Has Anyone Ever Read this story? I found it the other day while doing a search! I am not really sure of the Date it was published but I think it was published in March 1998 according to the URL.
Makes you wonder about those scratch tickets hey? Like how some people said when they won on a scratch ticket the clerk would say it was already cashed in!

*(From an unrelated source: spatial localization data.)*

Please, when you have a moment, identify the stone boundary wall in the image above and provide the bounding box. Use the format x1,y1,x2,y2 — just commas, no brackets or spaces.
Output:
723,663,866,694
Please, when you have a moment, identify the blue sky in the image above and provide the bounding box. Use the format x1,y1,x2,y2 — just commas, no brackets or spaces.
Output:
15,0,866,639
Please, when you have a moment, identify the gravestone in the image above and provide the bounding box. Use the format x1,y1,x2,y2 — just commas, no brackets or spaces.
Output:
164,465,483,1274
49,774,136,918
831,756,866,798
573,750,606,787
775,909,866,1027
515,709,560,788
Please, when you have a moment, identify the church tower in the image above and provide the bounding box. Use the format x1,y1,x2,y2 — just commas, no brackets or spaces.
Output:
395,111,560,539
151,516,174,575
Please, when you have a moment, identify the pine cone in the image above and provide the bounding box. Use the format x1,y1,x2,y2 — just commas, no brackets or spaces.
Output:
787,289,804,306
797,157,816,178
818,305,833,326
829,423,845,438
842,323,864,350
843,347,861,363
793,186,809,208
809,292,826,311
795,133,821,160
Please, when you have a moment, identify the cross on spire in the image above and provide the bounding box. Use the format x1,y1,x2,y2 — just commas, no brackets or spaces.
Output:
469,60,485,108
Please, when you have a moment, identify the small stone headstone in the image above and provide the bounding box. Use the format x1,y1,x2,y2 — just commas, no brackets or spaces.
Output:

Hmmmmmmm!
Killer said lottery cheated
Beck angry at demotion at work, too
http://www.recordonline.com/1998/03/03-08-98/lottki.htm
NEWINGTON, Conn. (AP) -- The accountant who gunned down four people at state lottery headquarters before killing himself had complained to newspapers months beforehand that lottery players were being cheated.
Matthew Beck, who worked for the lottery more than eight years, approached at least two newspaper reporters to interest them in recent changes at the lottery.
He claimed the Connecticut Lottery Corp. exaggerated potential winnings to spur ticket sales, and that store clerks were taking winning scratch tickets for themselves by cracking the computer system.
His discussions with The Day of New London and The Hartford Courant included his complaints of unfair treatment at work.
The Courant described him as frothing at the mouth and said his eyes were "wild," while The Day described him as "scruffy" in appearance.
Beck, 35, shot to death four of his bosses Friday, including one who was chased into a parking lot and shot as he reportedly begged for his life. As police approached, Beck put the pistol to his temple and fired.
Beck was described by friends and co-workers as a quiet, diligent worker who became mired in depression because of job problems.
He went years without a promotion, then filed a grievance in August one year after he was shifted from accounting to data processing work.
After taking a stress-related leave in October and undergoing treatment, he returned to work Feb. 25 when an arbitrator ruled he had taken on responsibilities outside his job description. Beck was waiting to see if he would be given back pay for the additional work. Prior to returning to work, Beck told reporters about alleged lottery scams.
"They need to increase revenues by $30 million and they're under a lot of pressure," Beck told The Day in January to explain why jackpots were being exaggerated.
In November, lottery officials admitted projected Lotto jackpots had been inflated for years by rounding sales projections to the nearest half-million-dollar figure. For example, if projections showed the prize would be $9.1 million, the figure would be rounded up to $9.5 million in advertising.
Otho Brown, the lottery president killed Friday in the parking lot, said that the practice had been stopped.
Beck also claimed that some store clerks had been cheating the system by "fishing" for instant winning tickets, The Courant said.
He told the newspaper that the clerks punched code numbers into lottery computers until they came up with the winning combination and then would take the cash.
A lottery spokesman yesterdayreferred specific questions about lottery operations and methods to Nicholas T. Manno, who has been appointed acting chief executive officer in place of Brown. Manno declined to comment yesterday.
Beck's own father described his son as "troubled" and authorities said he had attempted suicide at least twice before.
But Paul Davis, a friend of Beck's since elementary school, said Beck "never even got in an argument back in school."
"I never would have expected it from him," Davis said. "If I ever needed any help, I could always get it from Matt."
The two graduated together from Ledyard High School in 1980, stayed in touch and occasionally went hiking.
"He was the all-American guy. He was Mr. Clean-cut," said Herbert H. Vars Jr., a childhood friend who lives down the road from the Beck family home.
Beck, who ran cross country in high school, still liked to run and would wave as he passed Vars' home. But some friends and co-workers said he was angry over not being promoted and was seeking a transfer to another state agency without success.
"If I said hello to him, he would just turn and walk away," one resident told the New Haven Register. "He was out there."
Beck, who had recently taken to shaving his head and wearing a goatee, arrived to work Friday morning with a semiautomatic handgun and a butcher-style knife. He had driven in from Ledyard, where he had moved back in with his parents six months ago.
He first stabbed and shot Michael Logan, an information-services manager who first denied his grievance. He then walked into an adjacent area and shot Linda Mlynarczyk, the lottery's chief financial officer with whom he had recently discussed his new duties. He told her "bye bye" before firing three times, witnesses said.
He then shot Frederick Rubelmann III, a person he had once appealed to for help, before chasing down Brown in the parking lot.